O ex-ministro da Agricultura e presidente do conselho de administração da entidade, Roberto Rodrigues, afirma que eles estão “buscando uma solução que procure harmonizar os interesses dos diferentes setores envolvidos”. “Sem um equilíbrio, ninguém vai sobreviver a longo prazo”, acredita ele. “Levamos quarenta anos para desenvolver essa tecnologia e sermos líderes, mas agora corremos o risco de ficar para trás”, diz.

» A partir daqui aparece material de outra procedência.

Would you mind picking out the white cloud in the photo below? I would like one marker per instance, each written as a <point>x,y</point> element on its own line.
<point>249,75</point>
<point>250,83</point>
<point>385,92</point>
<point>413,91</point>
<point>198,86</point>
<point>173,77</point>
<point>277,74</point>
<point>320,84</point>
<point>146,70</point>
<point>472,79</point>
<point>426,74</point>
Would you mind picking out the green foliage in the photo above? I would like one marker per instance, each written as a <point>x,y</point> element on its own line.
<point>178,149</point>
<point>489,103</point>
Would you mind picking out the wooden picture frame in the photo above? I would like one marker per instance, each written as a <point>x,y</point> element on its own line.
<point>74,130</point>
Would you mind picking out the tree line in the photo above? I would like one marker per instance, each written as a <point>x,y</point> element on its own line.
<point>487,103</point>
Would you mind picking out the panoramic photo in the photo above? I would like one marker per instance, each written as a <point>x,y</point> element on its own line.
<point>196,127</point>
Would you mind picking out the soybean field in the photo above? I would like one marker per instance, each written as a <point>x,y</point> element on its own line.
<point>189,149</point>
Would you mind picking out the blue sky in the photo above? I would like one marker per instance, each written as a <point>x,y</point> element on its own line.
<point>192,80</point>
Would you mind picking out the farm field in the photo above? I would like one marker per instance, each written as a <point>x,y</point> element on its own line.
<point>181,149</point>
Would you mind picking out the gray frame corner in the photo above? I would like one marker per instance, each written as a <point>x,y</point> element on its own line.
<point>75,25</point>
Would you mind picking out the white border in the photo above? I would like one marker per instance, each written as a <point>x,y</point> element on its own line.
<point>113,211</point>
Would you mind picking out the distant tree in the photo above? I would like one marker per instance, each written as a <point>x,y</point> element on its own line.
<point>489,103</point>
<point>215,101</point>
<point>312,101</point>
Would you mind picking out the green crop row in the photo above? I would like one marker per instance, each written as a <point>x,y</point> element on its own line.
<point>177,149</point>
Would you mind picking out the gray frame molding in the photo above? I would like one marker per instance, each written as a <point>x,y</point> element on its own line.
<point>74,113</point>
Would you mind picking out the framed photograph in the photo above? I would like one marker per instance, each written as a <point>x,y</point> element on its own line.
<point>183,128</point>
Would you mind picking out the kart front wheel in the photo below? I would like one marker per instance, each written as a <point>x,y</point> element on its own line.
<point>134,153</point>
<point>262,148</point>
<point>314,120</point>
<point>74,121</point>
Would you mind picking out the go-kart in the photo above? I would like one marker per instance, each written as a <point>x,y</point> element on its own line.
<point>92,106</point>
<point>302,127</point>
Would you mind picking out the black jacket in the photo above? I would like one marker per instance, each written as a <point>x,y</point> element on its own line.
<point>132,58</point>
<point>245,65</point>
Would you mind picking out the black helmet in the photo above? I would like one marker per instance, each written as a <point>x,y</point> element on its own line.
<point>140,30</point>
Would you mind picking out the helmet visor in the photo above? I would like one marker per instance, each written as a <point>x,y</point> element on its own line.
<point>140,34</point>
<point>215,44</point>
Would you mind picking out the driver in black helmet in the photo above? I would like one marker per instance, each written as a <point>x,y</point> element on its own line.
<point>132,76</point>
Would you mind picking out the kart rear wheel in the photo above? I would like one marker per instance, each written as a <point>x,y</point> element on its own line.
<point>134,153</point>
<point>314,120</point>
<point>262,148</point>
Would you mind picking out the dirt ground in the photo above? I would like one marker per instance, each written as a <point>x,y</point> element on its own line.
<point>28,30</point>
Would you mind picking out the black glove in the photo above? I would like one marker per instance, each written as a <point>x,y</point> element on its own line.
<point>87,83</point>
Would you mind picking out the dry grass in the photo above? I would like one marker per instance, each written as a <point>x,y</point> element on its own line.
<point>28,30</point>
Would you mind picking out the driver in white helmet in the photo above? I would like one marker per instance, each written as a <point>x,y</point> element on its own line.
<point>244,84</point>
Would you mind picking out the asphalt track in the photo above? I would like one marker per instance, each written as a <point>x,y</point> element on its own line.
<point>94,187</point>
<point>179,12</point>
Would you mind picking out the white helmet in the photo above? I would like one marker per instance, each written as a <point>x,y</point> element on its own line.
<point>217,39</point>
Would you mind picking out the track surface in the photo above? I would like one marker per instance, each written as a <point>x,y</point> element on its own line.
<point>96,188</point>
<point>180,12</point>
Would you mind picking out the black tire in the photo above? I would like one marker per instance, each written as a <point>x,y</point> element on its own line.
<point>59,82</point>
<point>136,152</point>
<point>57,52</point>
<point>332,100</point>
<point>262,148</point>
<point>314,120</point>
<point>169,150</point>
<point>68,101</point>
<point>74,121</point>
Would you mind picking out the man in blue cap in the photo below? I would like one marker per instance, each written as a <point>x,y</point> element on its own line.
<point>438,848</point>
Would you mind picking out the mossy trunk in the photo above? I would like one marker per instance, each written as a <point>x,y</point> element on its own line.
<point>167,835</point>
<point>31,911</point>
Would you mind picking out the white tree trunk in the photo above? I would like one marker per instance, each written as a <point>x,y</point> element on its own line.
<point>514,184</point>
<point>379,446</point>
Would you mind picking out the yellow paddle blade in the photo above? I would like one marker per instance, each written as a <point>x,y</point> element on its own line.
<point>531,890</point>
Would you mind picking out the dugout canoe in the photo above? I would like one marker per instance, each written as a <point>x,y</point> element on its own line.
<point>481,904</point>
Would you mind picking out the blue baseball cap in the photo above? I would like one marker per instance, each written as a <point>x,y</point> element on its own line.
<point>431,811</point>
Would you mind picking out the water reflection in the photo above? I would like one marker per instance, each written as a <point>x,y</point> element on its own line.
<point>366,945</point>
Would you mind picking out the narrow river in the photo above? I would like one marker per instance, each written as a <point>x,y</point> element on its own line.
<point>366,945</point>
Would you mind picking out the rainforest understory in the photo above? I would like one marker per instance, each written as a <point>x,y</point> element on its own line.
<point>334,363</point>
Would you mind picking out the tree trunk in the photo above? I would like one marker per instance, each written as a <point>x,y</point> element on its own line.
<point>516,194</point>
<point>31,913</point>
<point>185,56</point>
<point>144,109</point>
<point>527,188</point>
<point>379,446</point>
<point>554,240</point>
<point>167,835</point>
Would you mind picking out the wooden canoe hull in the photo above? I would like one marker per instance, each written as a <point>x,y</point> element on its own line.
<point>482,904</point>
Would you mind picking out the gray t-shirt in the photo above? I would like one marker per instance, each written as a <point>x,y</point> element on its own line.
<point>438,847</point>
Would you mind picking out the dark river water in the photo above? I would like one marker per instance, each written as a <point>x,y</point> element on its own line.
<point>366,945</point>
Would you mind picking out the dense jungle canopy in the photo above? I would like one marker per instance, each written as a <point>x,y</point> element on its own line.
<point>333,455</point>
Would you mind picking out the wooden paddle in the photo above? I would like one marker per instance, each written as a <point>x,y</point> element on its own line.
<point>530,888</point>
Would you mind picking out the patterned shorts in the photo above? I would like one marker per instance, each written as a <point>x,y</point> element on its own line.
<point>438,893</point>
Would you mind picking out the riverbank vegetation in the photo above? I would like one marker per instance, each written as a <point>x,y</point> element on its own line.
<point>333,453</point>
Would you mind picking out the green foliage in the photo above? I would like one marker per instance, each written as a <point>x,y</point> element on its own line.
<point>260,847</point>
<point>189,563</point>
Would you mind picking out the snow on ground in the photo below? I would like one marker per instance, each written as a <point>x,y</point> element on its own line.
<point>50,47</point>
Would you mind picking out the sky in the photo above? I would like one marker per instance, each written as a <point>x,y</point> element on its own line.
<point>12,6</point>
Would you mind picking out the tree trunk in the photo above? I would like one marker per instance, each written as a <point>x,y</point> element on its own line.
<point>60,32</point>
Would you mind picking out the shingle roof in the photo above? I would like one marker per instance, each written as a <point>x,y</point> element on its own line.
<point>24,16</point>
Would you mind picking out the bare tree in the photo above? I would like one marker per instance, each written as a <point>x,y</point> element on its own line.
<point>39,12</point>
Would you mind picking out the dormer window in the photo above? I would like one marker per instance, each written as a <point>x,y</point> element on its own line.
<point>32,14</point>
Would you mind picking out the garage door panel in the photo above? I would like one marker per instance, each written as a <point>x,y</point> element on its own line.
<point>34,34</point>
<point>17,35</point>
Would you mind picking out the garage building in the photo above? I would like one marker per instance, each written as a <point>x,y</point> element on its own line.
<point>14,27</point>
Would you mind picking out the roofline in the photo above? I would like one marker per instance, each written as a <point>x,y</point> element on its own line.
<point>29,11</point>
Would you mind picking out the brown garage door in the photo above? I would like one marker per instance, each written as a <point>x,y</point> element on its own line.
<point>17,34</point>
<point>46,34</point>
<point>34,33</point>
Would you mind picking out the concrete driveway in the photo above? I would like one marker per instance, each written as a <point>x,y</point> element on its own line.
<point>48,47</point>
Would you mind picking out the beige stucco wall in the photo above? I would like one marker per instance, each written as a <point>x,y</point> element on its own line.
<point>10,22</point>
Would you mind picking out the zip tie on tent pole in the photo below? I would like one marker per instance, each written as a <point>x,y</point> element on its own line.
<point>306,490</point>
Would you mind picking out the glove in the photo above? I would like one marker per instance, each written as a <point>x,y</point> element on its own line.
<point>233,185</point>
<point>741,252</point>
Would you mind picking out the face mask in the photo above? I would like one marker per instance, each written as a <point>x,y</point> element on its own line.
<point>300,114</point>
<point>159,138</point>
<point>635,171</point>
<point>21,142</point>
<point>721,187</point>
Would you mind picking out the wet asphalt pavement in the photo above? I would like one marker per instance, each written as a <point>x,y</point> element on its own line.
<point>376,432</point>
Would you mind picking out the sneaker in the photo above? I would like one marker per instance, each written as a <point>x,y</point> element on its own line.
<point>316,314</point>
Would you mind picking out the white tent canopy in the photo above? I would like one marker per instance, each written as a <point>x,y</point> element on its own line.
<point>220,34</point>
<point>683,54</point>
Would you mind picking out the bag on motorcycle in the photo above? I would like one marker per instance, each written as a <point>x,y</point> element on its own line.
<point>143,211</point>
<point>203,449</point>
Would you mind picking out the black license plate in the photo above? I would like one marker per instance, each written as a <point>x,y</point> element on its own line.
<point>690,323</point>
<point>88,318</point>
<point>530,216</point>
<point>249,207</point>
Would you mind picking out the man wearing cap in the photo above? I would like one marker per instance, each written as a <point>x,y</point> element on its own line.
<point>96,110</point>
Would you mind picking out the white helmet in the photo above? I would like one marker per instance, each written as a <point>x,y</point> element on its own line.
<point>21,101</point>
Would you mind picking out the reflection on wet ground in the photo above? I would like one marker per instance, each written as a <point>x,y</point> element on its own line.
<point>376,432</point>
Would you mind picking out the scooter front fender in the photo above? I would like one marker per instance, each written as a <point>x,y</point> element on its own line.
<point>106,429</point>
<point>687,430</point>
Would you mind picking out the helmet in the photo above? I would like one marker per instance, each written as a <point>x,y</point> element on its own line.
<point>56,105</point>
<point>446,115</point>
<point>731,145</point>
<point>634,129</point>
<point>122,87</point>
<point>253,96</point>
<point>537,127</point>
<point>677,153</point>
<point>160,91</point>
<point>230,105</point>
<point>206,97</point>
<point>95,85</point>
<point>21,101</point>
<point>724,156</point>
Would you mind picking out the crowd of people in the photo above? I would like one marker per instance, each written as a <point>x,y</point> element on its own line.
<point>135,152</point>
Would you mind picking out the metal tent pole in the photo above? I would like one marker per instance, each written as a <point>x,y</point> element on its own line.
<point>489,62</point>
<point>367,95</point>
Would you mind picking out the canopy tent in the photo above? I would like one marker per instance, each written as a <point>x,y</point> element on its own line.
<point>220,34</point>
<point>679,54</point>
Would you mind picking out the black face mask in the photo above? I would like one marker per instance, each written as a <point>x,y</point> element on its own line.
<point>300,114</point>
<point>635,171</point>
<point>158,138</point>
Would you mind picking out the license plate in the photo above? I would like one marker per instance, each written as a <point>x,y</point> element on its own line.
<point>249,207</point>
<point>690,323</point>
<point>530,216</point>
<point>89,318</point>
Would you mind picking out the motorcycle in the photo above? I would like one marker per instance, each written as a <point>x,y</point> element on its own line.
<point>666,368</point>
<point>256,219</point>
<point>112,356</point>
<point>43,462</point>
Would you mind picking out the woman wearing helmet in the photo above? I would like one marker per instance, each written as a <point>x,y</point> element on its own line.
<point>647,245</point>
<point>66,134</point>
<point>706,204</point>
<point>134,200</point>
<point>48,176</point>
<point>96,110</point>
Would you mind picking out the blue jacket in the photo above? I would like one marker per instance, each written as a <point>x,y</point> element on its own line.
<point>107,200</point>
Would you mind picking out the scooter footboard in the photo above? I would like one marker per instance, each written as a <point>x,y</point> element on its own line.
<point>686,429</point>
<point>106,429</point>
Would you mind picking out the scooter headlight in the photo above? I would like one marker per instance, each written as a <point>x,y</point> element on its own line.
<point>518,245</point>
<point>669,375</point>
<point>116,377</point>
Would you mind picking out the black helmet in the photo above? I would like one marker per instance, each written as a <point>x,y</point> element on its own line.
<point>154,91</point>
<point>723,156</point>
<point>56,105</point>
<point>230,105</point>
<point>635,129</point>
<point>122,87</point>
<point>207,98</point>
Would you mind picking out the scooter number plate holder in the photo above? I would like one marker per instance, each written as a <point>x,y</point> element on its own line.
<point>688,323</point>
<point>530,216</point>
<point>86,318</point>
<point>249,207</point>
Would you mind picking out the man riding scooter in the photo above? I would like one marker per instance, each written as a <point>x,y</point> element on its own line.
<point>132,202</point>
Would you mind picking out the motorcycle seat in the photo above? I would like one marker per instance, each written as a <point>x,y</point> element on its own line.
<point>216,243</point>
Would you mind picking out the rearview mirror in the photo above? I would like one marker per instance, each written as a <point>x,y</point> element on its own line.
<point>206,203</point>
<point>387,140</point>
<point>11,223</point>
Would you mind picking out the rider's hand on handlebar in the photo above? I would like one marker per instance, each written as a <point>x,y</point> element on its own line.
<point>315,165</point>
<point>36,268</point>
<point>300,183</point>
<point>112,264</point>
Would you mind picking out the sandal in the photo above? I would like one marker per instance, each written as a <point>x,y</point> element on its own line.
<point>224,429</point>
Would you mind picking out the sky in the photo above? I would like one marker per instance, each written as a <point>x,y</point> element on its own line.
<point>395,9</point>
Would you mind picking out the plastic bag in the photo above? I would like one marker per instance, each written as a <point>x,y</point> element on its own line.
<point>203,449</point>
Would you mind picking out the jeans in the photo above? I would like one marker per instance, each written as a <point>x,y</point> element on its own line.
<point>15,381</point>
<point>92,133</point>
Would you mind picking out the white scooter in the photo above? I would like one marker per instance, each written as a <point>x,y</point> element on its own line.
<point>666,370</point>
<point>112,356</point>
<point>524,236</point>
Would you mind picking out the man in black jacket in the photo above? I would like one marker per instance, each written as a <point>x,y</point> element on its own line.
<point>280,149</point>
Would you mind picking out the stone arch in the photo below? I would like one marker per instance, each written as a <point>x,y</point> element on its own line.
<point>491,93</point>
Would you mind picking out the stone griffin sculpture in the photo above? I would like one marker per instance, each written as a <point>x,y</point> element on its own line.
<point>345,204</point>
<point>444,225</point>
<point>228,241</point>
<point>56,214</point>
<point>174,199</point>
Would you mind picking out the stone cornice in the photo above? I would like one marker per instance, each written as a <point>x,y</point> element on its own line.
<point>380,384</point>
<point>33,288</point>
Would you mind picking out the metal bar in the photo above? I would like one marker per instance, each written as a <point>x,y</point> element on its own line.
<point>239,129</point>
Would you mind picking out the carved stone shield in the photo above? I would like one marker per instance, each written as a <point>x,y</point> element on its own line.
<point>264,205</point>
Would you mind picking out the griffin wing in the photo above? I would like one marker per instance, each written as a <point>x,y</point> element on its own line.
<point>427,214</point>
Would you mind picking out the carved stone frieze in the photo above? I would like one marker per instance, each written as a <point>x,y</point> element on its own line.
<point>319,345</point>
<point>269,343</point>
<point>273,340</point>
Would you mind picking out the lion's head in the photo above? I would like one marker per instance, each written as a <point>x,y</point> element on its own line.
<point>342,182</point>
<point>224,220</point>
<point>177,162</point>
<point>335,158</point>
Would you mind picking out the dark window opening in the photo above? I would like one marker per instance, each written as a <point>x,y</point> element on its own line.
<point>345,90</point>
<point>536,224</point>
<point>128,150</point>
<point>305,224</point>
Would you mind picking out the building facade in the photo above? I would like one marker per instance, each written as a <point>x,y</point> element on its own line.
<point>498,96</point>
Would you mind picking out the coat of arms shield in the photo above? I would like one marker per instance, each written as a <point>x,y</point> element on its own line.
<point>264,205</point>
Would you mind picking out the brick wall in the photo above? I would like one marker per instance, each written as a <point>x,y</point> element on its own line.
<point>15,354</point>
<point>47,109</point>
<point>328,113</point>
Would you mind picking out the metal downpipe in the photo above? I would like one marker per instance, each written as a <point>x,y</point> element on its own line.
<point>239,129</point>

Para a UNICA, a reversão do cenário atual somente será alcançada a partir de uma política de longo prazo consistente, com a valorização de uma matriz energética diversificada e que reconheça as contribuições ambientais do etanol e da bioeletricidade. A palavra chave, segundo a entidade, é previsibilidade e, entre os elementos fundamentais dessa política, quatro itens são fundamentais: diretriz de longo prazo para a matriz brasileira de combustíveis; diferenciação tributária entre o combustível renovável e seu substituto fóssil; estímulos aos ganhos de eficiência técnica dos veículos; valoração das vantagens da bioeletricidade e, finalmente, preservação e recuperação ambiental.
INVESTIMENTOS
O documento ressalta que o Brasil tem o programa mais bem sucedido de substituição de combustível fóssil por combustível renovável no mundo e que esse resultado só foi possível pela resposta do setor produtivo garantindo o crescimento da oferta de etanol anidro e hidratado. E destaca que “entre 2004 e 2010, mais de 100 novas plantas industriais foram construídas e o número de unidades produtoras em operação superou 400 empresas, promovendo um aumento superior a 60% na capacidade de produção. Esta expansão ocorreu primordialmente sobre terras com pastos degradados, respeitando o zoneamento agroecológico e sem competição com a produção de alimentos”.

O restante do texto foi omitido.